UTF-PARSER - is a library that provides encode/decode functions that implement some UTF formats (the current version can ensure only UTF-8). The library is written for educational purposes because I wanted to train a bitwise mind to write an operating system. But in the development process, I thought: if I write the parser, why I can't bind together educational and production purposes? From this idea, you are seeing the library that has the name UTF-PARSER. The current version of UTF-PARSER is 2.1.5.13.1 in dev option, or 2.1.5 in common option. Learn more about system versioning here.
-
Cross platform code that works on any unix like system and on windows
-
Library has own dumper for detailed meaning what happend while decode/ecnode symbol
-
Library use colored and detailed output to determine error
-
Library has simple and flexibility API
use the simple command below for cloning latest libary version on your project. have 2 variants how to download:
- via https
git clone https://github.com/bust6k/UTF-PARSER.git- via ssh
git clone git@github.com:bust6k/UTF-PARSER.git.

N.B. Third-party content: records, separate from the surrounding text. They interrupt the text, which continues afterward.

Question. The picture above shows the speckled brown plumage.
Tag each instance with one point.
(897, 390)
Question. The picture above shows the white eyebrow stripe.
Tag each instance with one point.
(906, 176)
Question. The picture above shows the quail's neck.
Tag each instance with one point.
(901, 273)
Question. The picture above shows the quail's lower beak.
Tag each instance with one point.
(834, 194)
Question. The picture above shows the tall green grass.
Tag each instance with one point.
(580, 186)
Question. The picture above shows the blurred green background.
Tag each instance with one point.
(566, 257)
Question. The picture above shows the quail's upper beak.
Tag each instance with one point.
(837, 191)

├── README.md # the file describes what the parser can do and some other descriptions (the current file)
├── utf_parser.c # the implementation of encoder/decoder UTF formats
├── utf_parser.h # API for using
API of UTF-PARSER library has simple,flexibility structure to comfortable dumping,and using. Here's 2 main APU functions:
-
int32_t utf8_decode(signed char* bytes, int* out, bool dump) - this function decodes bytes stream bytes,return its representation in Unicode form and writes in out its length. third parametr used for enable dump process. If you have hard problem you can enable dumper and see all stages where symbol decoding fails/pass. If bytes are incorrect, the function in out returns -1(INCORRECT_SYMBOL),and, if bytes null pointer,the function returns -2(UNKNOWN_THING). If bytes are incorrect,or bytes is null,the function returns 1
-
int32_t utf8_encode(uint8_t* c, int* out, bool dump) - this function encodes Unicode symbol c,return its representation in UTF-8 form and writes in out its length. third parametr does same as in utf8_decode function. If bytes are incorrect, the function in out returns -1(INCORRECT_SYMBOL),and, if bytes null pointer,the function returns -2(UNKNOWN_THING). If bytes are incorrect,or bytes is null,the function returns 1
The parser has two versioning systems: one necessary to see the development process, middle versions, critical bugs, and more; the other is for learning only the production version of the parser. The second system uses only decimal numbering. Here's a description of both versioning systems:
- The dev versioning system has 5 states that describe something:
-
The major (1st state) version displays how many times a big update has been released that can change root logic. Example: adding multi-threading, cache, and lock-free features in utf8_encode and utf8_decode. The 1st state uses an octal number system.
-
The minor (2nd state) version shows how many medium updates have been released, such as adding new functions, redefining old API, or fixing big bugs. Example: adding multi-threading to the len() function. The 2nd state uses a decimal number system.
-
The patch (3rd state) version indicates how many small updates have been released, like fixing small bugs or adding small helper functions. Example: fixing an error in a unit test. The 3rd state uses a decimal number system.
-
The middle (4th state) versions show the number of middle development versions that may be unstable. Example: a middle version before the last stable release. The 4th state uses a hexadecimal number system. After each major version, the state resets.
-
The critical bugs (5th state) versions show how many times critical bugs have slowed development or caused major issues. Example: deleting all source code without recovery options. The 5th state uses an octal number system. After each major version, the state resets.
- The common versioning system has 3 states:
-
The major (1st state) version shows how many big updates that can change core logic have been released.
-
The minor (2nd state) version indicates medium updates, such as adding new functions or fixing big bugs.
-
The patch (3rd state) version reflects small updates, bug fixes, or small helper functions.